|Ultrasound image of the kidney shows a crescentic heterogeneous hypoechoic lesion in the perinephric space (arrows). The kidney is marked by the calipers.|
|Axial unenhanced CT images confirm a thick left perinephric hematoma (stars) and several fragmented stones in the lower pole of the left kidney.|
- ESWL (Extracorporeal Shock Wave Lithotrypsy) is a common and standard treatment for renal/proximal ureteric calculi in majority of patients
- Most common complication = microscopic hematuria
- Perinephric hematoma and infection (including pyelonephritis) can occur
- Incidence of hematoma varies depending on method of diagnosis. By US, incidence is about 0.1-0.6%. By CT/MRI, incidence rises to 20-25% of cases.

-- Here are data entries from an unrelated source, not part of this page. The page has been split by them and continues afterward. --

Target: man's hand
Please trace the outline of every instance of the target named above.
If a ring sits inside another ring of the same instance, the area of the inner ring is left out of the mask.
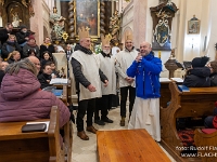
[[[107,86],[107,84],[108,84],[108,81],[105,80],[105,81],[104,81],[104,86]]]
[[[133,78],[131,78],[131,77],[128,77],[128,80],[127,80],[127,82],[128,82],[128,83],[130,83],[130,84],[131,84],[133,81],[135,81],[135,79],[133,79]]]
[[[131,77],[126,77],[125,80],[130,84],[135,81],[135,79]]]
[[[92,84],[88,85],[87,89],[88,89],[90,92],[95,92],[95,91],[97,91],[97,89],[95,89]]]
[[[138,53],[138,56],[136,57],[136,62],[139,63],[142,60],[142,55]]]

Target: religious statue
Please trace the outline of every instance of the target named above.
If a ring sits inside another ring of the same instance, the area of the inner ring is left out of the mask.
[[[3,26],[3,24],[2,24],[2,15],[1,15],[2,13],[1,13],[1,11],[0,11],[0,27],[2,27]]]
[[[118,11],[116,10],[113,16],[110,18],[110,32],[112,35],[112,41],[118,42],[119,38],[119,17]]]
[[[18,13],[14,12],[14,14],[12,14],[12,16],[13,16],[13,22],[12,22],[13,27],[18,27],[20,22],[22,22],[22,19],[20,19],[20,17],[18,17]]]
[[[65,17],[58,14],[58,9],[53,6],[53,13],[50,15],[50,23],[52,25],[52,39],[62,39],[65,31]]]

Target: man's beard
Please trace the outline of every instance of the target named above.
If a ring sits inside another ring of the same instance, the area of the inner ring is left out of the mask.
[[[103,50],[105,54],[110,54],[110,50]]]

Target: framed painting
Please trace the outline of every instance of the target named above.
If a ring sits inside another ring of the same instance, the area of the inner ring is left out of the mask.
[[[91,0],[75,0],[75,36],[78,37],[78,28],[89,28],[91,38],[100,38],[100,2]]]
[[[188,33],[200,33],[200,21],[189,21],[188,22]]]

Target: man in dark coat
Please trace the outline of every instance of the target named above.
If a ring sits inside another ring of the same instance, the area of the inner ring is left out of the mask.
[[[30,36],[30,32],[28,32],[27,27],[25,25],[22,25],[21,27],[21,31],[16,32],[16,40],[17,43],[23,48],[26,42],[28,41],[28,37]]]
[[[183,85],[188,87],[206,87],[210,86],[210,69],[205,67],[208,57],[195,57],[192,60],[192,68],[189,69],[183,80]]]
[[[13,30],[13,25],[11,23],[8,23],[5,28],[0,30],[1,44],[3,44],[9,39],[9,35],[12,33],[12,30]]]

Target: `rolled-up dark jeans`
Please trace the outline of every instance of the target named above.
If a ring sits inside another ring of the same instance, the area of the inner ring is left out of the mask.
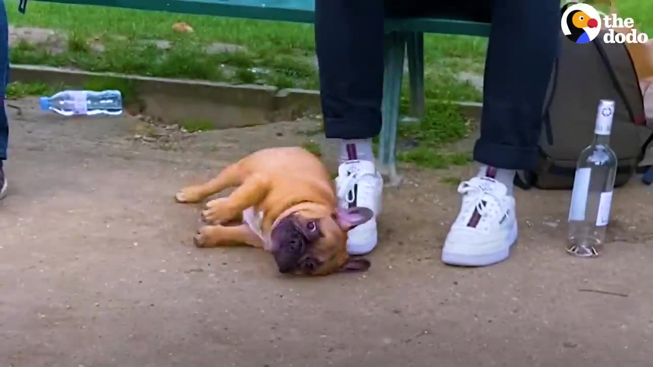
[[[7,159],[9,144],[9,122],[7,117],[5,97],[9,82],[9,29],[4,0],[0,0],[0,161]]]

- No clear correlation between number of shockwaves or intensity given and incidence of hematoma
- Most perinephric hematoma resolves spontaneously within 2 years and the renal function is preserved. They are mostly treated conservatively
- Crescent-shaped collection surrounding the affected kidney
- Hypoechoic on US, hyperattenuating on non-contrast CT and no enhancement after IV contrast
- Displacement or compression of adjacent renal parenchyma
- Differentiate from subcapsular hematoma by appearance and pressure effect to underlying kidney.
- "Page" kidney occurs when (usually) subcapsular hematoma causes chronic renal parenchymal compromise and then hypertension
Labanaris AP, Kuhn R, Schott GE, Zugor V. Perirenal hematomas induced by extracorporeal shock wave lithotripsy (ESWL). Therapeutic management. TheScientificWorldJOURNAL 2007;7:1563-1566.